A tourist can move up to D meters in any direction at one jump. One jump takes exactly one second. tourists know that the river is W meters wide, and they have estimated the coordinates of rubbish piles ( X i, Y i) and the capacity of each pile ( C i, the maximum number of tourists that this pile can hold at the same time). Rubbish piles are not very large and can be represented as points. The river flows along the X axis. tourists start on the river bank at 0 by Y axis.
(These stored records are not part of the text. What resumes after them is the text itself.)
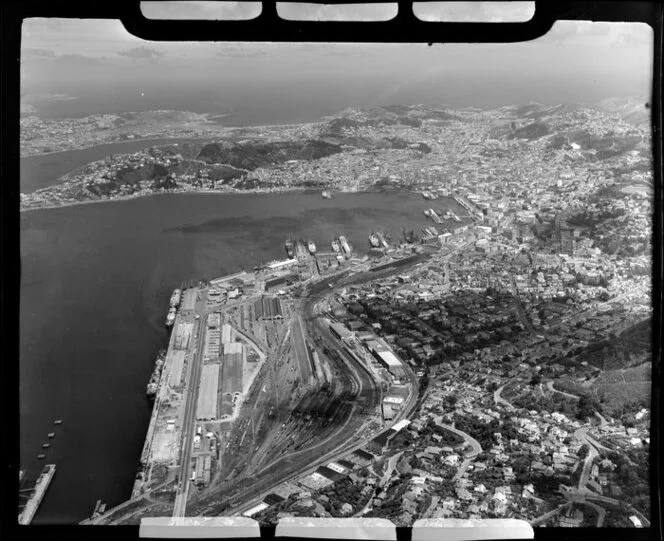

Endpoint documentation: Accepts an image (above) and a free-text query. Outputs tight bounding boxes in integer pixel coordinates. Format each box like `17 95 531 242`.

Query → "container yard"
18 464 55 525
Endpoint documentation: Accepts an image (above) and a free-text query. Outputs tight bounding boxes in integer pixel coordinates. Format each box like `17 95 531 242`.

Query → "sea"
19 145 461 524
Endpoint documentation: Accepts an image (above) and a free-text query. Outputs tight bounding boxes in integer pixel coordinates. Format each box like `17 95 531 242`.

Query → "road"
173 288 208 517
493 381 515 410
546 380 579 400
574 416 609 490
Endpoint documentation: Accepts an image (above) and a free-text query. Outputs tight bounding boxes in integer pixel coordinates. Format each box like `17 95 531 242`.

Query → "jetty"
18 464 55 525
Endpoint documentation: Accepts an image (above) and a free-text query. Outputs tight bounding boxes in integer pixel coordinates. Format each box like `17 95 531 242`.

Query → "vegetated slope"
197 140 342 171
577 318 652 370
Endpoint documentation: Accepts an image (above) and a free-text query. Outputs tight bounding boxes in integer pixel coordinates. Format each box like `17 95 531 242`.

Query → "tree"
576 443 590 459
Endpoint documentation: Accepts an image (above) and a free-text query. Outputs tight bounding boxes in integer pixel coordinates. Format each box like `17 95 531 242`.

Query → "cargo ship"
166 306 176 327
171 289 182 308
376 232 390 250
339 235 351 255
145 349 166 398
284 239 295 259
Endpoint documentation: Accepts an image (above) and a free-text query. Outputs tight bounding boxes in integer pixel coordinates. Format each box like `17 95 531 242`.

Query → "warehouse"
254 297 284 320
374 350 404 377
196 363 219 420
330 323 355 342
166 350 185 387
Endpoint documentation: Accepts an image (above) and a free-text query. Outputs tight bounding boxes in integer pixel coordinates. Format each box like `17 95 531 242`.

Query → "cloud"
413 2 535 23
140 0 261 20
215 45 268 58
277 2 398 21
21 47 106 66
118 47 164 60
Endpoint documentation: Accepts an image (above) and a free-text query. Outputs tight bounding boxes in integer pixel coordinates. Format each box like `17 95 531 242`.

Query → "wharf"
131 315 180 498
18 464 55 525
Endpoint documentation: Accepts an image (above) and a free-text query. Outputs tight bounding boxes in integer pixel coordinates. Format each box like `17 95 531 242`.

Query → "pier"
18 464 55 525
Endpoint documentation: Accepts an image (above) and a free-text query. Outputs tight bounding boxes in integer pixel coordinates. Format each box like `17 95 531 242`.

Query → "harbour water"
20 162 460 524
19 138 206 193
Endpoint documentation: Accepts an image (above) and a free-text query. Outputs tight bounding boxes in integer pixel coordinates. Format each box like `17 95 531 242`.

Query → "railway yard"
86 237 436 524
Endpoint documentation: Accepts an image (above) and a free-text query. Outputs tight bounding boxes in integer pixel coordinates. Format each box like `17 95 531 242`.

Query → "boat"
171 289 182 307
166 307 176 327
284 239 295 259
339 235 351 255
145 350 166 398
376 232 390 250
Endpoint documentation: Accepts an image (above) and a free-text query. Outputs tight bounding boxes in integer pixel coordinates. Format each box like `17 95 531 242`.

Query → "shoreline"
19 135 223 160
19 113 324 159
19 188 374 213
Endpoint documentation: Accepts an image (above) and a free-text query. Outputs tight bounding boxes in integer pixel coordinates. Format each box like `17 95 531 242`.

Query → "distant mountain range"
596 98 650 127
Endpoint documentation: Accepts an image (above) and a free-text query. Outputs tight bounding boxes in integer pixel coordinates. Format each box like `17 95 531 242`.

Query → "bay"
19 192 460 524
19 138 208 193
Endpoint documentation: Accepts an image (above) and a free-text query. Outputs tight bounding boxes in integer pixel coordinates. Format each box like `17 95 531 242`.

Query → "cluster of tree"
454 415 500 449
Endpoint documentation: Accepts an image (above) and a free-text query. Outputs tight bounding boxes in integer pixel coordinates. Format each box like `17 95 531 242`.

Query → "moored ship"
145 349 166 398
171 289 182 307
166 306 176 327
339 235 351 255
284 239 295 259
376 232 390 250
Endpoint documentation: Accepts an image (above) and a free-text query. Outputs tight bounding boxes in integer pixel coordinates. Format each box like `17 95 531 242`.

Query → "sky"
21 2 653 114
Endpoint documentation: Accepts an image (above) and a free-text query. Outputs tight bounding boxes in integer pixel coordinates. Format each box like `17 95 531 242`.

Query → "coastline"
19 118 322 159
19 135 218 160
19 188 352 213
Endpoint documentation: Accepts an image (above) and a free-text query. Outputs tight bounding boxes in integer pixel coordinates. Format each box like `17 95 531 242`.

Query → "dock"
18 464 55 525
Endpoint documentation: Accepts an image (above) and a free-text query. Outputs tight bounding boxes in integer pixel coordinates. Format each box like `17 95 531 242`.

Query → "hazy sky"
21 2 653 114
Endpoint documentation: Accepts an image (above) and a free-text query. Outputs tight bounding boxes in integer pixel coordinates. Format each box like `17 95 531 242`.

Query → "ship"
145 349 166 398
339 235 351 255
166 307 176 327
284 239 295 259
376 232 390 250
171 289 182 307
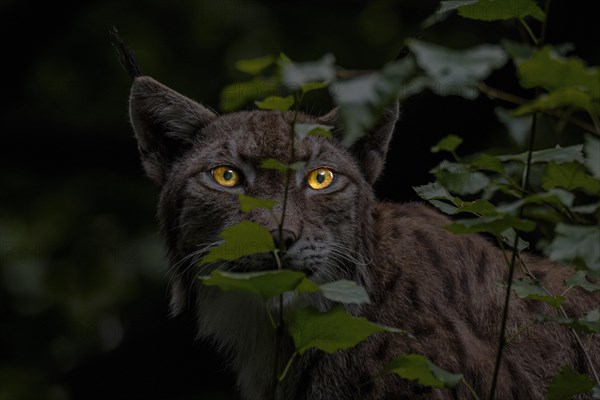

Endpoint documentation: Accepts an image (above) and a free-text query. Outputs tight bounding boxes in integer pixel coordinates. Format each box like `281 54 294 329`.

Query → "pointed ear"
129 76 216 185
319 102 399 185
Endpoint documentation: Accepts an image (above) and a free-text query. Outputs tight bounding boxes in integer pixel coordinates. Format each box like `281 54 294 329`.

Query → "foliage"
192 0 600 398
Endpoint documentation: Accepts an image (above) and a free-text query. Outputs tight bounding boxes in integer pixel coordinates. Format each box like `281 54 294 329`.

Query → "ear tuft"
319 102 400 185
129 76 216 184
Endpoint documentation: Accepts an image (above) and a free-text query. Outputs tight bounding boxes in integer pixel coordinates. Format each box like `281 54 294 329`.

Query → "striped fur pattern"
130 76 600 400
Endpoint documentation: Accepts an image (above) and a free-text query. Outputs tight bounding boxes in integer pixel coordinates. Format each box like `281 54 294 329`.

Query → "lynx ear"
129 76 216 185
319 103 399 185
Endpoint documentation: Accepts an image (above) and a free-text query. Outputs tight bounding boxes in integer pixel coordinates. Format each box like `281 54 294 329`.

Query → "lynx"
130 76 600 400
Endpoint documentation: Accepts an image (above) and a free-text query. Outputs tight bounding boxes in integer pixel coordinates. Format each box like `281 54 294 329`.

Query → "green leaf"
511 279 565 308
329 58 415 147
470 153 505 174
498 188 575 214
421 0 479 29
537 308 600 333
383 354 463 388
431 135 463 153
434 160 490 195
283 54 335 89
407 39 507 99
300 82 329 94
547 223 600 273
413 182 453 200
296 279 321 294
320 280 370 304
288 307 400 355
518 46 600 99
500 228 529 253
458 0 546 21
565 271 600 292
454 198 498 216
235 55 275 75
254 96 294 112
584 135 600 179
571 203 600 214
501 39 536 67
547 365 594 400
200 220 275 264
446 214 535 235
220 78 279 112
200 269 306 301
498 144 583 164
542 162 600 194
294 123 334 139
513 87 600 117
494 107 533 149
238 194 277 212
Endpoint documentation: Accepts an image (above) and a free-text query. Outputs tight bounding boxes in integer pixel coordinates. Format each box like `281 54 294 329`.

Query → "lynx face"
131 77 396 312
130 76 600 400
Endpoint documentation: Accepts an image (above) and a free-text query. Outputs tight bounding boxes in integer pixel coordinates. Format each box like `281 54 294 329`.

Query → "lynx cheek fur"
130 76 600 400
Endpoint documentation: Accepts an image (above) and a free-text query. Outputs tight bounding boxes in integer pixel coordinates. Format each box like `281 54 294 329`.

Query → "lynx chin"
130 76 600 400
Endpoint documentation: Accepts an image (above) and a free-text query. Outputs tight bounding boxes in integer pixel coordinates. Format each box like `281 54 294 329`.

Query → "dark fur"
131 77 600 400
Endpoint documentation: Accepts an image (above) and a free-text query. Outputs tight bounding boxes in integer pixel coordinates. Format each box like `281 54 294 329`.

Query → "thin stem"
269 94 302 399
519 18 540 46
489 231 519 400
506 320 537 344
462 378 480 400
489 76 549 400
265 302 277 331
278 351 298 383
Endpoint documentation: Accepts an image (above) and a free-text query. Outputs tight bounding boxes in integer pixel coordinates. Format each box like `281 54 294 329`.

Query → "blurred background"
0 0 600 400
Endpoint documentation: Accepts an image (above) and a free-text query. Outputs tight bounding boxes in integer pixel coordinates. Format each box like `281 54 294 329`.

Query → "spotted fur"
130 77 600 400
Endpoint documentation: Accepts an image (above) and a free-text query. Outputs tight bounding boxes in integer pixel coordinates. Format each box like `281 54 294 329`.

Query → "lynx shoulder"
130 76 600 400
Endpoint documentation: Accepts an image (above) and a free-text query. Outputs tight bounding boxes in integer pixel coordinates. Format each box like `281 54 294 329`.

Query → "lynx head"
130 76 397 311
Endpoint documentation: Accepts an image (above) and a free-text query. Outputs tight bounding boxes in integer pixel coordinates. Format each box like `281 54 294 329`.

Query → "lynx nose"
271 229 297 249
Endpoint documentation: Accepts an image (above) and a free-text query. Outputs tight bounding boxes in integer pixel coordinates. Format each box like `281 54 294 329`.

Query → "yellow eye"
211 167 240 187
306 168 333 190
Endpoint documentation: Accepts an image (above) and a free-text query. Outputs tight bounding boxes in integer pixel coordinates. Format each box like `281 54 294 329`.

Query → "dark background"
0 0 600 400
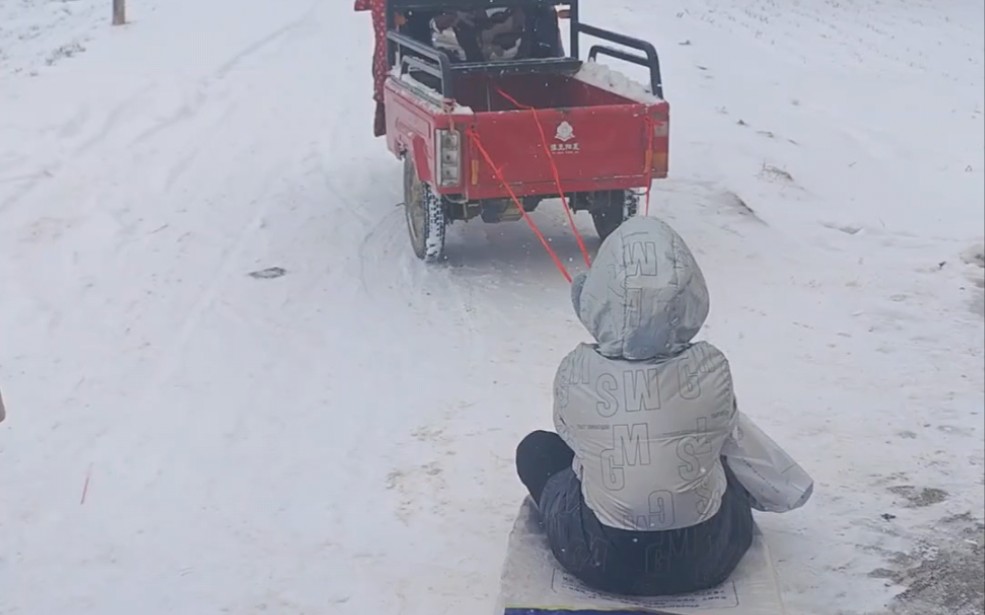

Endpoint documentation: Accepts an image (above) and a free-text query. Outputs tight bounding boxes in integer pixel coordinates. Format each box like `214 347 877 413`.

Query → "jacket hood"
571 216 709 361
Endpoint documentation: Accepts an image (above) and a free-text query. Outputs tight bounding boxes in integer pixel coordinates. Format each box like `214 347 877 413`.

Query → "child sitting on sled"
516 217 813 595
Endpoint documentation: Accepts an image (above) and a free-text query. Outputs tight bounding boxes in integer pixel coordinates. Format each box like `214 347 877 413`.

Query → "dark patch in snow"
821 222 862 235
961 245 985 269
723 190 766 224
759 163 794 184
249 267 287 280
869 512 985 615
889 485 950 508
The Y coordinate of the opposite bank is W.
tourists would like to know if they can get to the opposite bank of the river, and how long it will take.
Input
Output
Sample Input
sample input |
sample output |
3 10 3 7 0 2 2 4 2 2 2 4 3 |
6 |
sample input |
sample output |
3 10 3 8 0 2 2 4 2 2 2 4 3 |
IMPOSSIBLE |
题目大意:有m个人要过河,他们现在丛x轴上某点出发(即河的南岸),河的北岸在y=w这条直线上。然后河中有n个石头,给出你石头坐标以及每个石头分别能同时承受多少个人。另外人能够跳的最长距离为d。问你是否所有人都能够过河?如果能的话,所花的最短时间是多少?
分析:不得不承认这道题我没做起。。。于是学习了一下原理再自己走了一遍,只能说谈谈我的理解,不保证正确。首先我们感觉到这个题用一个网络图是无法解决的。因为他无法解决时间问题,因为其流量是无限制的(因为时间无限制那么可以流多次)。所以一张网络图能解决的问题仅仅是他们能否到达对岸。(其实如果仅仅是这个问题的话我们不用最大流也能搞定)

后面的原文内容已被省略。